Knapp 200 Kilometer nördlich vom Polarkreis steigt die Sonne im Winter kaum über den Horizont, im Sommer dagegen scheint sie über einen Monat lang ununterbrochen. Rentiere, Elche und Wölfe sind in der rauen Wildnis zuhause. Aber auch immer mehr Schlittenhunde.

Von Ulrike Langer | 27.03.2011
    Kauppinen, am Ortsrand von Kiruna. Es ist später Vormittag und das Thermometer an der Hauswand der Futterhütte bei Daniela Hohn und Jan Borinski zeigt minus 18 Grad. Hinter den Baumspitzen taucht die Sonne auf. Jan ist dick angezogen.

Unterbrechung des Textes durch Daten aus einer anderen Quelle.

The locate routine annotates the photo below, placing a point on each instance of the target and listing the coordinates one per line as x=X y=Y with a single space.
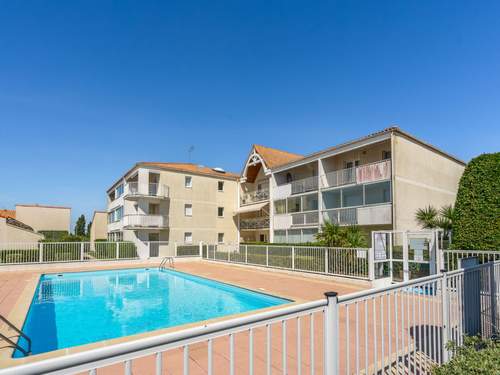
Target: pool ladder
x=167 y=261
x=11 y=342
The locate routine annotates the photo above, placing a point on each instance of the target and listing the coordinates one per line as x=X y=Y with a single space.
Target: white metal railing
x=402 y=328
x=146 y=189
x=304 y=185
x=377 y=171
x=341 y=216
x=305 y=218
x=254 y=196
x=142 y=221
x=49 y=252
x=348 y=262
x=254 y=223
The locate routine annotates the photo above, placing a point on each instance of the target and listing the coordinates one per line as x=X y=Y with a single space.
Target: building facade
x=181 y=203
x=376 y=182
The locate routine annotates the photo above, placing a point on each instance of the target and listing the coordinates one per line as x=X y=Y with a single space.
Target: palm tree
x=427 y=217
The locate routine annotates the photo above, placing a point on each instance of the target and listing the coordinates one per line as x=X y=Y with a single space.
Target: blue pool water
x=72 y=309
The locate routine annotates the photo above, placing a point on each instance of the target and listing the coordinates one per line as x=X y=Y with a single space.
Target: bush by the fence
x=477 y=209
x=476 y=356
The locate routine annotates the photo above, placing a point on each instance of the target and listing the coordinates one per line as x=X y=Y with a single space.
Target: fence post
x=326 y=259
x=445 y=317
x=331 y=334
x=371 y=264
x=40 y=253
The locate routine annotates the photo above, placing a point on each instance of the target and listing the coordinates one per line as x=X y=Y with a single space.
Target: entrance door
x=154 y=245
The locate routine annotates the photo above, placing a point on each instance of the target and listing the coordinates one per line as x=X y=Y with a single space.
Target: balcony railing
x=364 y=215
x=136 y=189
x=254 y=196
x=305 y=218
x=145 y=221
x=372 y=172
x=255 y=223
x=304 y=185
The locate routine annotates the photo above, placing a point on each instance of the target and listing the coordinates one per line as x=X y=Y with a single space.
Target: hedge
x=476 y=224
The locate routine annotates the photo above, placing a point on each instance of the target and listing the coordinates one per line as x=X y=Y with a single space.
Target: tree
x=80 y=226
x=427 y=217
x=476 y=221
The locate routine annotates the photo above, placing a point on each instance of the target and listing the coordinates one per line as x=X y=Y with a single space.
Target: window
x=378 y=193
x=310 y=202
x=293 y=204
x=119 y=191
x=331 y=199
x=220 y=211
x=280 y=206
x=154 y=209
x=280 y=236
x=352 y=196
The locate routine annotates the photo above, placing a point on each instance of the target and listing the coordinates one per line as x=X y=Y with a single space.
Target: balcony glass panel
x=294 y=204
x=352 y=196
x=280 y=206
x=331 y=199
x=378 y=193
x=310 y=202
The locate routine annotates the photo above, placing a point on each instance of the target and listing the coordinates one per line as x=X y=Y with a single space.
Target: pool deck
x=17 y=287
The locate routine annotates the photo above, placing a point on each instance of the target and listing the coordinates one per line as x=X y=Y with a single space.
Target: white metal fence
x=330 y=261
x=48 y=252
x=399 y=329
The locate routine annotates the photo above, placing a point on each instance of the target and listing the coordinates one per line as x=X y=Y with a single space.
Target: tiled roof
x=8 y=214
x=274 y=158
x=191 y=168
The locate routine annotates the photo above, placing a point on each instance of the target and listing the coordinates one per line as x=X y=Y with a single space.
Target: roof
x=191 y=168
x=387 y=131
x=8 y=214
x=41 y=205
x=274 y=157
x=181 y=167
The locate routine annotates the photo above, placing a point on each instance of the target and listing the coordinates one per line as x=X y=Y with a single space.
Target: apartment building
x=377 y=182
x=181 y=203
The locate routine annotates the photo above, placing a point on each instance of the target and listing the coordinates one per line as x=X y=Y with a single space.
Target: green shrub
x=476 y=223
x=475 y=357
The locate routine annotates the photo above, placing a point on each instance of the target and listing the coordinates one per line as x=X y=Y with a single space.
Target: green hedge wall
x=476 y=224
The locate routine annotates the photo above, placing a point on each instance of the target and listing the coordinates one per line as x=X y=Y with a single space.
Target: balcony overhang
x=251 y=208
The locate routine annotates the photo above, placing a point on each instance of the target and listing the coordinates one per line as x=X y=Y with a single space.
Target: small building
x=48 y=220
x=99 y=226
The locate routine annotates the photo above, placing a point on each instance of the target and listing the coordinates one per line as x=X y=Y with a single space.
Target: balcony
x=254 y=223
x=135 y=190
x=145 y=221
x=372 y=172
x=367 y=215
x=254 y=196
x=305 y=218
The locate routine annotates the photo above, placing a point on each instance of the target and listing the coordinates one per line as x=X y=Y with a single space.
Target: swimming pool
x=73 y=309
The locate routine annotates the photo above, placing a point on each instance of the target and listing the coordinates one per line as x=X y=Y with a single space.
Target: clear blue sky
x=87 y=88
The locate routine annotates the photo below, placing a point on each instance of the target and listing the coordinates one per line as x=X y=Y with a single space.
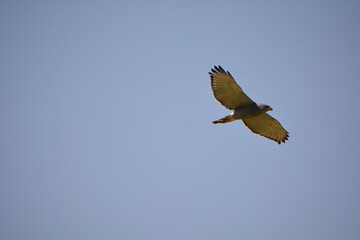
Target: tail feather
x=226 y=119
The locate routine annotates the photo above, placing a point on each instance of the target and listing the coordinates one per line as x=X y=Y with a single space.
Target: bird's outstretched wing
x=226 y=90
x=268 y=127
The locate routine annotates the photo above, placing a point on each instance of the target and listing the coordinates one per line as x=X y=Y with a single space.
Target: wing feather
x=268 y=127
x=226 y=91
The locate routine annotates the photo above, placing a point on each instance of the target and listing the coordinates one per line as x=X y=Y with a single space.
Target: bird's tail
x=226 y=119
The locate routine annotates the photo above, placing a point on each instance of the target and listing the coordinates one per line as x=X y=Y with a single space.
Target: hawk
x=229 y=94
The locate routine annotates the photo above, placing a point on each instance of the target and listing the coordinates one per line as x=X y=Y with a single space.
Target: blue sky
x=106 y=111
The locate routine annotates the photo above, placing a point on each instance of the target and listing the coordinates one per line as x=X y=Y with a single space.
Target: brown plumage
x=229 y=94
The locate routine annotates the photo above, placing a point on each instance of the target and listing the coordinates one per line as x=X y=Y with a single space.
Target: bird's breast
x=247 y=111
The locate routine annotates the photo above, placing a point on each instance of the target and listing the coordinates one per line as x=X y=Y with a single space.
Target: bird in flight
x=229 y=94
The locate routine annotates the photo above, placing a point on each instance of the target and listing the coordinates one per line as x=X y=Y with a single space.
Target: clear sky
x=106 y=111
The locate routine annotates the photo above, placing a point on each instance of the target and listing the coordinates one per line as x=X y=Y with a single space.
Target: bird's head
x=264 y=107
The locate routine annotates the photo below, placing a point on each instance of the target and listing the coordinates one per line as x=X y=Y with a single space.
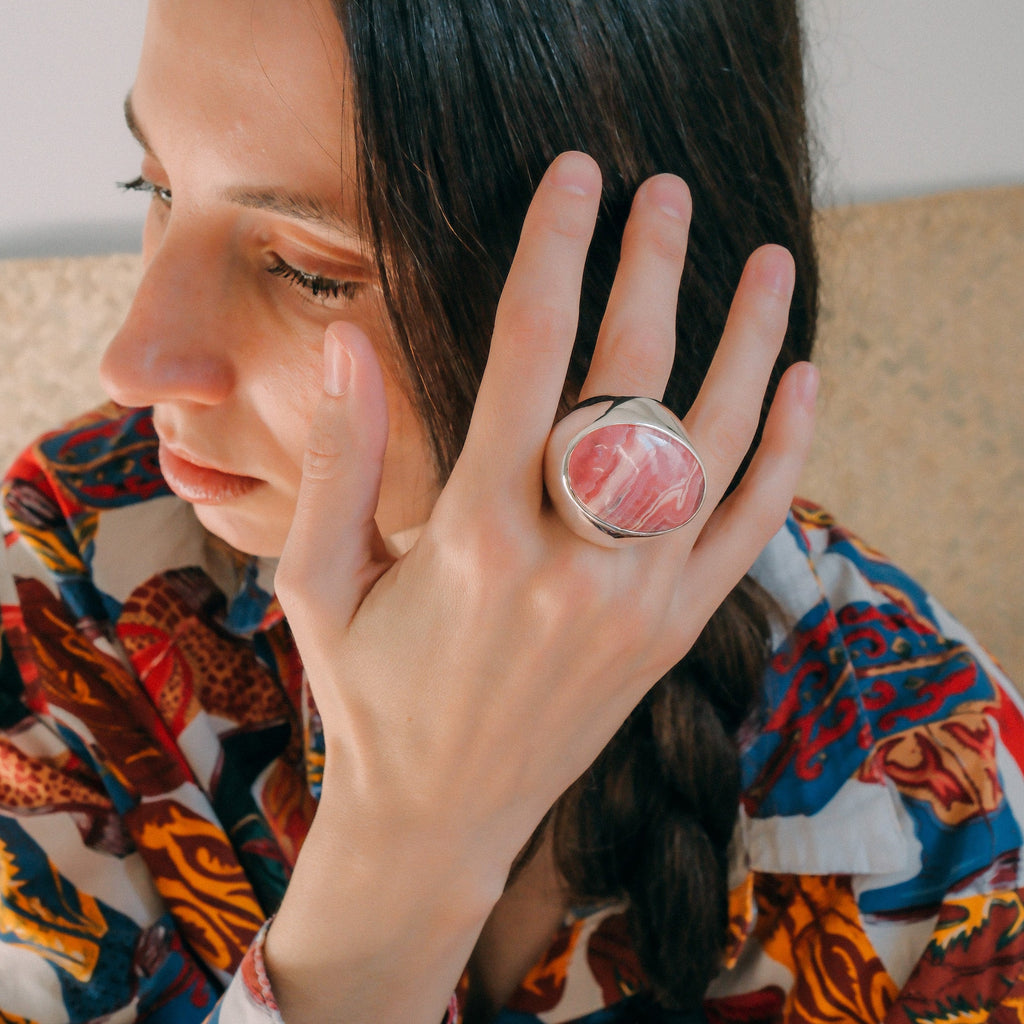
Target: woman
x=465 y=748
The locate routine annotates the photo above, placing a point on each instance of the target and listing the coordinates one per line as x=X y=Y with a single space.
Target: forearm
x=377 y=924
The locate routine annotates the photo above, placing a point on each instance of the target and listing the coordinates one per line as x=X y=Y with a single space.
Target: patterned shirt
x=161 y=762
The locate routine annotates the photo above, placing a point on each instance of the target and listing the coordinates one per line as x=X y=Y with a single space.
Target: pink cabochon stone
x=636 y=478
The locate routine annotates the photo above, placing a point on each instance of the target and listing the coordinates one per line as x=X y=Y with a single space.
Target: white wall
x=911 y=96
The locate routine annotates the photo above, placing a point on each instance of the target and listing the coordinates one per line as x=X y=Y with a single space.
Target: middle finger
x=636 y=345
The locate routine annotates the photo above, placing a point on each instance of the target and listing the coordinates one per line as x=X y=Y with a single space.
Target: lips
x=201 y=483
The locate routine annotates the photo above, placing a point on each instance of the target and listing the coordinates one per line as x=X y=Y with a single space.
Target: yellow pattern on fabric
x=816 y=933
x=71 y=941
x=210 y=897
x=975 y=913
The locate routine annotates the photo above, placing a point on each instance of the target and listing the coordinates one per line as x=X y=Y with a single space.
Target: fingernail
x=337 y=365
x=576 y=173
x=775 y=270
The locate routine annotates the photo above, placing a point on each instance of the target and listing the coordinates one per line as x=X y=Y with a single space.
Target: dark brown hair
x=460 y=109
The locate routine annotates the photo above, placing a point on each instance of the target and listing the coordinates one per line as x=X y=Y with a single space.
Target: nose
x=172 y=346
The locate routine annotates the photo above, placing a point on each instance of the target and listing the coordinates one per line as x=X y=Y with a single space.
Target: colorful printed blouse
x=160 y=764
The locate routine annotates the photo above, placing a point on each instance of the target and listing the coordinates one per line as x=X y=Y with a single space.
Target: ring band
x=620 y=469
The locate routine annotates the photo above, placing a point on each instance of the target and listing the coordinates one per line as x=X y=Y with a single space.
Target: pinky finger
x=753 y=513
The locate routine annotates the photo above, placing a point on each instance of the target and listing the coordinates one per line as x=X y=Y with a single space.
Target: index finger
x=536 y=322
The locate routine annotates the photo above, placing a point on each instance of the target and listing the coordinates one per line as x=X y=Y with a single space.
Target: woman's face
x=251 y=248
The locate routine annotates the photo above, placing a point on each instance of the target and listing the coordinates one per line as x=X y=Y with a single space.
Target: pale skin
x=472 y=641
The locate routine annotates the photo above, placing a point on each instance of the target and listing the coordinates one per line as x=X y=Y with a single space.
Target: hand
x=464 y=686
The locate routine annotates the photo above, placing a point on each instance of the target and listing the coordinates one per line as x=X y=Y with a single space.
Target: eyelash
x=145 y=185
x=322 y=288
x=318 y=286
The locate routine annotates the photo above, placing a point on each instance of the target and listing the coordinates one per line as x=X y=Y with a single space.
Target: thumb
x=334 y=552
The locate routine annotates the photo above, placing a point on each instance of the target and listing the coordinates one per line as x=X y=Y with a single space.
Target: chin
x=252 y=535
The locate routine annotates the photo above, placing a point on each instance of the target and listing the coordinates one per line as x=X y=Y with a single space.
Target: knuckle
x=542 y=323
x=729 y=436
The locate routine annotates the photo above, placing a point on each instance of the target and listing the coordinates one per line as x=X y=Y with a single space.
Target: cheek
x=286 y=391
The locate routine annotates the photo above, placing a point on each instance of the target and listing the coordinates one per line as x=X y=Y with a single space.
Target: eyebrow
x=296 y=206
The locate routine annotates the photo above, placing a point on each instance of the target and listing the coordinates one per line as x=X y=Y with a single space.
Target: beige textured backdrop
x=921 y=446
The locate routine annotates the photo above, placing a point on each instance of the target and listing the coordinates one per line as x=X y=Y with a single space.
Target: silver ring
x=620 y=469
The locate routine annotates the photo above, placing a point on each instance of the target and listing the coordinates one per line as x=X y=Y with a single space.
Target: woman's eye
x=318 y=286
x=145 y=185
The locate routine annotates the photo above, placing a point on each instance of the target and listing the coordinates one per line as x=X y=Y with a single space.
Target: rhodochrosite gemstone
x=635 y=478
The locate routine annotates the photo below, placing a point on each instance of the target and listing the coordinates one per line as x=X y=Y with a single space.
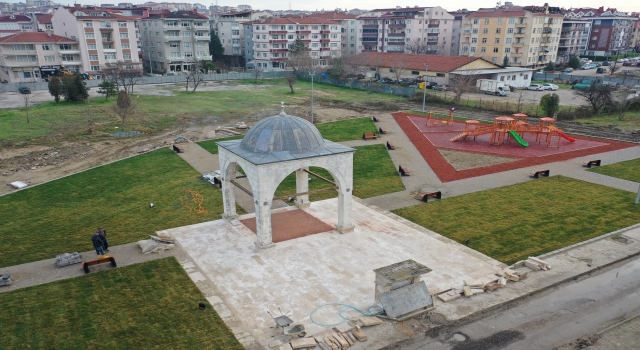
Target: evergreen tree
x=107 y=88
x=215 y=47
x=55 y=88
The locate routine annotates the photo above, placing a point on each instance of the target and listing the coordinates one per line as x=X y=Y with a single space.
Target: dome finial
x=282 y=113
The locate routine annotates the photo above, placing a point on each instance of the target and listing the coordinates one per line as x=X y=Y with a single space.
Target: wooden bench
x=425 y=196
x=369 y=136
x=403 y=171
x=86 y=264
x=539 y=173
x=591 y=163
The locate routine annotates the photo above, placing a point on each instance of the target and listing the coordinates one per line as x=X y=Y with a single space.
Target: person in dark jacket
x=98 y=244
x=103 y=235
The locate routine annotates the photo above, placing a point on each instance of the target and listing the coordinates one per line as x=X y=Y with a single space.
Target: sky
x=451 y=5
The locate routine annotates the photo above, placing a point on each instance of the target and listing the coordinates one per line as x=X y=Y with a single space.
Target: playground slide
x=564 y=136
x=518 y=139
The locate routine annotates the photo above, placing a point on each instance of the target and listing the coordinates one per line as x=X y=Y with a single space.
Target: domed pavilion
x=274 y=148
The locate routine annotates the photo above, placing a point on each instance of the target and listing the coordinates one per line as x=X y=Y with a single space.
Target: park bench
x=86 y=264
x=591 y=163
x=425 y=196
x=369 y=136
x=403 y=171
x=539 y=173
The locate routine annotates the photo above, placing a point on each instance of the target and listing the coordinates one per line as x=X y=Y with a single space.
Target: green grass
x=346 y=130
x=513 y=222
x=629 y=170
x=142 y=306
x=373 y=174
x=52 y=121
x=60 y=216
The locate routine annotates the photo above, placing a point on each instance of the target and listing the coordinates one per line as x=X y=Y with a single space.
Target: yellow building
x=526 y=36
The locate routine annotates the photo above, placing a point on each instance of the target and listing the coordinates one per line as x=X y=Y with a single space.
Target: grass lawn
x=373 y=174
x=67 y=120
x=532 y=218
x=142 y=306
x=629 y=170
x=60 y=216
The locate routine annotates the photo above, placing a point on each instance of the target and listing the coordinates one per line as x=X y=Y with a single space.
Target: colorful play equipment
x=444 y=116
x=514 y=127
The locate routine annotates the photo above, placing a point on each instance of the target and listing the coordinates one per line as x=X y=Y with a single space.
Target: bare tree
x=124 y=107
x=463 y=82
x=194 y=75
x=597 y=95
x=416 y=47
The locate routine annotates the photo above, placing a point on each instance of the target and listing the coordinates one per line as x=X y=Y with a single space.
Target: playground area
x=532 y=141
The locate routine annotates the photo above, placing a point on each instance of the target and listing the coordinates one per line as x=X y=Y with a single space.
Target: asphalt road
x=559 y=316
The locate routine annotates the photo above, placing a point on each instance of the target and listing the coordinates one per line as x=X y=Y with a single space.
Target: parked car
x=442 y=88
x=536 y=87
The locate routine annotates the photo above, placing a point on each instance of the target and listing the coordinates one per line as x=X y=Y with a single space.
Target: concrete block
x=301 y=343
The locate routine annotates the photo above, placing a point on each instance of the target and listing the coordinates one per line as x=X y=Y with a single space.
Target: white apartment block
x=29 y=57
x=173 y=41
x=273 y=37
x=390 y=30
x=231 y=31
x=103 y=37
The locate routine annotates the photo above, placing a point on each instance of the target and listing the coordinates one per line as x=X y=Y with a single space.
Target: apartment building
x=425 y=30
x=611 y=30
x=349 y=36
x=103 y=37
x=526 y=36
x=230 y=29
x=272 y=38
x=573 y=38
x=11 y=24
x=173 y=41
x=28 y=57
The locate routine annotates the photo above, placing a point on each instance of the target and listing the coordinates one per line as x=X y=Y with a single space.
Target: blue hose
x=342 y=306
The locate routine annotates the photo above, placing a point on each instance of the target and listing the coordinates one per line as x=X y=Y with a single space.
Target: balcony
x=70 y=52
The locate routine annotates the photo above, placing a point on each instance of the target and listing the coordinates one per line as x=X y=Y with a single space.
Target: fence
x=360 y=84
x=13 y=87
x=631 y=81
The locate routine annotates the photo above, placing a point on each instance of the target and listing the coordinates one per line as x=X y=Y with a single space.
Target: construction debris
x=5 y=280
x=68 y=259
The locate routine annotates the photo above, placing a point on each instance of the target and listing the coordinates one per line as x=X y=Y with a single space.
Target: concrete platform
x=301 y=274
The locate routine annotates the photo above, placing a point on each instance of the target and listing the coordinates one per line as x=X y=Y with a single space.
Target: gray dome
x=283 y=133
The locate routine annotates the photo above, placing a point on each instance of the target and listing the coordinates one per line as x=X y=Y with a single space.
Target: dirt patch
x=467 y=160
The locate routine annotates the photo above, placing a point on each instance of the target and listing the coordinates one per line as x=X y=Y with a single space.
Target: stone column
x=302 y=185
x=228 y=194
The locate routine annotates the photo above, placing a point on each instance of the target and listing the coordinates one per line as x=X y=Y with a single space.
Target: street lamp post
x=424 y=80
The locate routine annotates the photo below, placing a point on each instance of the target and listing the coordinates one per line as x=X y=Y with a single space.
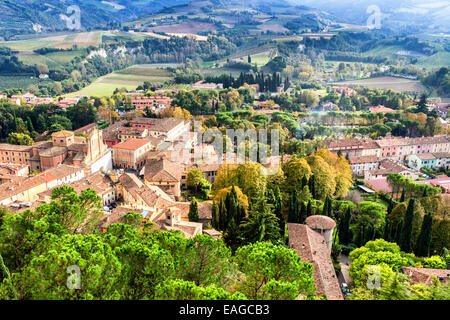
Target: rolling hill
x=33 y=16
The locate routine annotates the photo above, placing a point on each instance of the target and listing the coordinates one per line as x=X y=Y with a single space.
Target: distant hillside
x=398 y=15
x=29 y=16
x=256 y=16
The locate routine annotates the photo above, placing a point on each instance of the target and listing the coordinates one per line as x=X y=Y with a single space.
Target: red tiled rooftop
x=131 y=144
x=320 y=222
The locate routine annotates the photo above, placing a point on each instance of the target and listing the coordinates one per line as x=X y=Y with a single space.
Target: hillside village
x=214 y=150
x=130 y=164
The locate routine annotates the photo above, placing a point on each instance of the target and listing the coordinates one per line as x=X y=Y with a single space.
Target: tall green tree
x=293 y=212
x=407 y=225
x=424 y=240
x=193 y=211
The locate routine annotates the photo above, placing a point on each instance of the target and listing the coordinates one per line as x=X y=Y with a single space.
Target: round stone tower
x=323 y=225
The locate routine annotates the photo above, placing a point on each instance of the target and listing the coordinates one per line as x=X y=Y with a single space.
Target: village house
x=11 y=153
x=172 y=128
x=381 y=109
x=131 y=153
x=354 y=147
x=346 y=90
x=111 y=133
x=164 y=174
x=28 y=189
x=87 y=151
x=202 y=84
x=312 y=241
x=442 y=182
x=99 y=182
x=153 y=102
x=362 y=164
x=429 y=160
x=67 y=102
x=386 y=167
x=13 y=169
x=126 y=133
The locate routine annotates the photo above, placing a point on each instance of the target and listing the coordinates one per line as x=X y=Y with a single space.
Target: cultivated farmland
x=396 y=84
x=128 y=78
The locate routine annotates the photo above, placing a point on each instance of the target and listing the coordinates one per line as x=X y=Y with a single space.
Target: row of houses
x=397 y=149
x=65 y=147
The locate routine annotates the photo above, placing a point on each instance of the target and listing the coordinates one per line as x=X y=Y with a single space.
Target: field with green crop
x=396 y=84
x=8 y=82
x=129 y=78
x=437 y=60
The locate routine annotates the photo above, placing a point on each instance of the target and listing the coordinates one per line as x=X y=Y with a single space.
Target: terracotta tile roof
x=87 y=128
x=363 y=159
x=62 y=134
x=110 y=133
x=381 y=109
x=352 y=143
x=162 y=170
x=131 y=130
x=320 y=222
x=132 y=144
x=311 y=247
x=162 y=125
x=440 y=155
x=425 y=275
x=388 y=166
x=53 y=151
x=13 y=147
x=379 y=185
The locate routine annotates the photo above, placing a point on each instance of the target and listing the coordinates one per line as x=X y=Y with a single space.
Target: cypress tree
x=30 y=124
x=424 y=192
x=402 y=198
x=390 y=206
x=387 y=231
x=330 y=208
x=302 y=216
x=398 y=231
x=278 y=209
x=312 y=186
x=222 y=216
x=293 y=208
x=360 y=237
x=405 y=239
x=309 y=209
x=424 y=239
x=370 y=234
x=304 y=181
x=344 y=227
x=193 y=211
x=325 y=207
x=214 y=213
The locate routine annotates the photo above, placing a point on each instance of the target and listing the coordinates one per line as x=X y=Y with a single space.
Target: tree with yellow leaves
x=324 y=175
x=294 y=171
x=342 y=169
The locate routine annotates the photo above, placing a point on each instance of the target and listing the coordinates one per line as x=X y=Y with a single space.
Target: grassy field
x=9 y=82
x=53 y=60
x=64 y=41
x=437 y=60
x=129 y=78
x=396 y=84
x=384 y=51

Um den Bauch gebunden trägt er ein riesiges Paar Fäustlinge aus Fuchsfell, zum drauf Sitzen - oder zum Anziehen, falls es noch kälter wird. Er holt zwei lange Leinen und legt sie der Länge nach in den Schnee - die Zugleinen für unsere Hundeschlitten.

    "Die Schlitten, die wir haben, sind aus Birken gemacht und das ist wie ein großer Schlittenkorb und der Fahrer steht quasi hinten drauf, wo die Bremse auch ist, auf den Enden von den Kufen, und mit 'nem großen - ja - Packsack drauf, wo das ganze Gepäck reinkommt."

    Es schneit kurz und die dicken Flocken bleiben auch in dem dichten Fell der Hunde hängen. Es ist hellbraun, bei manchen fast weiß, bei anderen glänzend schwarz. Sie haben spitze Ohren und sehr hübsche Augen, karamellbraune oder eisblaue. Groß oder besonders stark sehen die Tiere auf den ersten Blick nicht gerade aus. 75 Schlittenhunde leben im schwedischen Kauppinen bei Jan und Daniela.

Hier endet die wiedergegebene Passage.